Sarah Klein, the teenage skater’s lawyer, said in an interview that while Mr. Incantalupo would be incarcerated, young skaters remained at risk of being abused.
“The U.S. Figure Skating Association has a long and shameful history of placing money, medals and the reputation of coaches above the protection of child athletes,” Ms. Klein said.
U.S. Figure Skating said it was preparing a statement to issue after Friday’s sentencing.
Olympic officials have said they are dedicated to making sports safe and eradicating abuse. They have enacted a number of new regulations and created the U.S. Center for SafeSport to investigate complaints of misconduct and maintain a database of coaches who have assaulted or abused athletes. Ms. Klein said the skating association must take “immediate action” to fully update its list of banned coaches. She also called for an independent investigation of the skating association to determine if anyone knew that Mr. Incantalupo “was a danger to children and failed to intervene.”
Figure skating has been particularly shaken by sexual abuse scandals this year. In August, Richard Callaghan, a once prominent coach who instructed Tara Lipinski as she won an Olympic gold medal in 1998, was permanently barred from the sport after being accused of sexually abusing male skaters over a period of two decades. Mr. Callaghan has repeatedly denied any wrongdoing.
In January, John Coughlin, 33, a former United States pairs skating champion, died of suicide after being suspended by the U.S. Center for SafeSport, a nonprofit whose mission is to investigate charges of sexual misconduct. Shortly before he died, Mr. Coughlin told USA Today that accusations made against him were “unfounded.”

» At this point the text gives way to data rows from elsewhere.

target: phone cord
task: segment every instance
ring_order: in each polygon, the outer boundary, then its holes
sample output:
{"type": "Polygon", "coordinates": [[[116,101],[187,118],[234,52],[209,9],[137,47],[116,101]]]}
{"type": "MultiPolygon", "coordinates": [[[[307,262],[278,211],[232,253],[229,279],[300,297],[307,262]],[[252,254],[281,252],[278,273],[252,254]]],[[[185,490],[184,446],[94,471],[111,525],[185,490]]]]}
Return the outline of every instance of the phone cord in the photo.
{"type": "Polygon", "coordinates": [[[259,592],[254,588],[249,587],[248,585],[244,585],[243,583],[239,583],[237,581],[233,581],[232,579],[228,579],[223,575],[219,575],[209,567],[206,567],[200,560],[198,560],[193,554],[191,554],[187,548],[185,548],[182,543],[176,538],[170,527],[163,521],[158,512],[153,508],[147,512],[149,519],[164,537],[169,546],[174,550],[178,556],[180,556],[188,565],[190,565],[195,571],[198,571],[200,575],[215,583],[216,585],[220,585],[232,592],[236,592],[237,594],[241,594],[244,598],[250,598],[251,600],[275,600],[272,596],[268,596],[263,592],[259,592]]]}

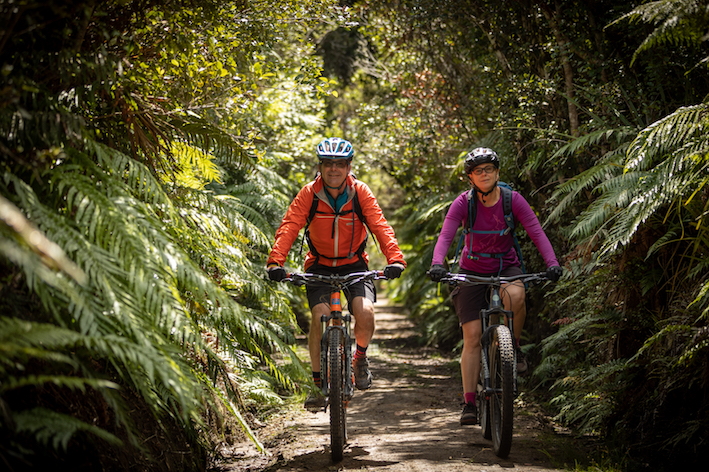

But two skaters have come forward since Mr. Coughlin’s death to accuse him of sexual assault — Ashley Wagner, a three-time United States champion, and Bridget Namiotka, a former skating partner of Mr. Coughlin’s.
In skating, underage boys and girls are particularly vulnerable. They often leave home to train at ice centers, are away from their parents and have historically spent considerable time alone with their coaches. To enhance athlete safety, U.S. Figure Skating now forbids coaches from living with or being alone with skaters who are minors — all once common occurrences.